Une initiative de cette importance, qui est pourtant passée assez inaperçue chez nous, pousse à se demander quelle est l’approche diplomatique de l’Iran aujourd’hui au vu d’un double changement qui est intervenu récemment : la réélection du président Rouhani qui dispose d’une large assise populaire pour un nouveau mandat d’une part et, d’autre part, la politique de franche rupture à laquelle le pays fait face de la part des Etats-Unis ainsi que de l’Arabie Saoudite et des pays participant au Sommet de Riyad le mois dernier — bien qu’à des degrés divers pour ces derniers.

Rappelons à ce propos que, contrairement à ce qui se dit de-ci de-là, c’est parce que le Qatar a refusé de s’aligner sur cette politique de rupture avec l’Iran que les accusations ont commencé à pleuvoir sur lui et que l’argument de «soutien au terrorisme» a pris tout d’un coup une importance inégalée. Du reste, le Qatar l’a bien compris puisque, pour sa défense, il invoque la «souveraineté de sa politique étrangère»…

De nouveaux regroupements

Le propos n’est pas ici de se ranger dans le camp de ceux qui jettent l’anathème sur cet émirat, et pas davantage dans le camp de ceux qui s’empressent de prendre sa défense. L’importance de la crise ouverte autour du Qatar tient dans la question de savoir si le «mur de Berlin» que l’Arabie Saoudite souhaite installer avec d’autres entre le monde arabo-sunnite et le monde irano-chiite va se fissurer ou s’il va tenir… Car il peut tenir.

La «révolution iranienne» et ses stratégies de déstabilisation régionale demeurent une menace sérieuse pour la majorité des pays du Golfe, comme cela a été plus d’une fois souligné lors du sommet de Riyad. Et tout se passe comme si l’Iran en avait pris son parti, même si les autorités de Téhéran ont envoyé des aides alimentaires à Doha dans un geste de solidarité et de reconnaissance à l’égard du Qatar, mais peut-être aussi de défi à l’égard du blocus installé autour de l’émirat…

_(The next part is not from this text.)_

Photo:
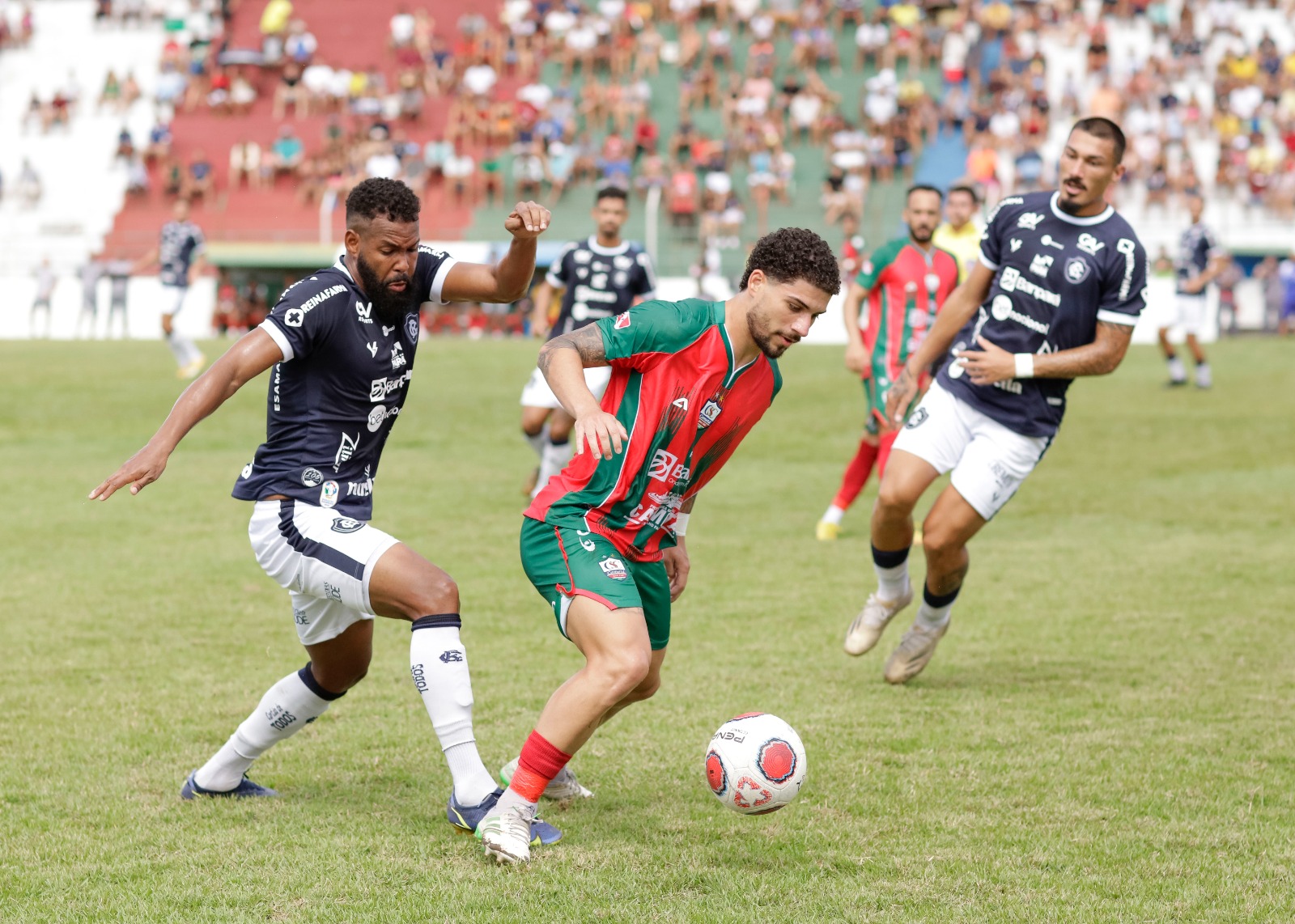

Le 29 mai dernier, quelques jours à peine après le sommet de Riyad, le ministre kazakh de l’Economie a annoncé un accord entre l’Iran et l’Union économique eurasiatique, qui regroupe la Russie, l’Arménie, le Kazakhstan, le Kirghizistan et la Biélorussie. Jeudi dernier 8 juin, la Russie a déclaré que l’Iran passerait d’observateur à membre à part entière au sein de l’Organisation de coopération de Shanghai (Chine, Russie, Kazakhstan, Kirghizistan, Tadjikistan, Ouzbékistan, Inde et Pakistan)… Deux dates indicatives et non exhaustives !

Un double mouvement

Cette opération subite de rapprochement par rapport aux regroupements économiques asiatiques est clairement soutenue par la Russie, qui prolonge de la sorte une alliance militaire sur le terrain du conflit syrien, mais aussi une collaboration en tant que partenaires pour dégager des issues au conflit : cette collaboration russo-iranienne a été marquée par les récents accords d’Astana en vue de la création de «zones de désescalade» en Syrie…

On s’achemine donc aujourd’hui vers une phase nouvelle de cette coopération, plus économique, mais résolument tournée vers l’est… De façon parallèle, l’idée est de mettre en place un mécanisme permanent de prévention des conflits dans la région, comme l’a fait savoir le ministre iranien des Affaires étrangères à Oslo. Autrement dit, l’Iran reculerait vers l’est sur le terrain économique pour mieux revenir vers l’ouest mais armé cette fois d’une… politique de prévention des conflits ! On l’espère en tout cas.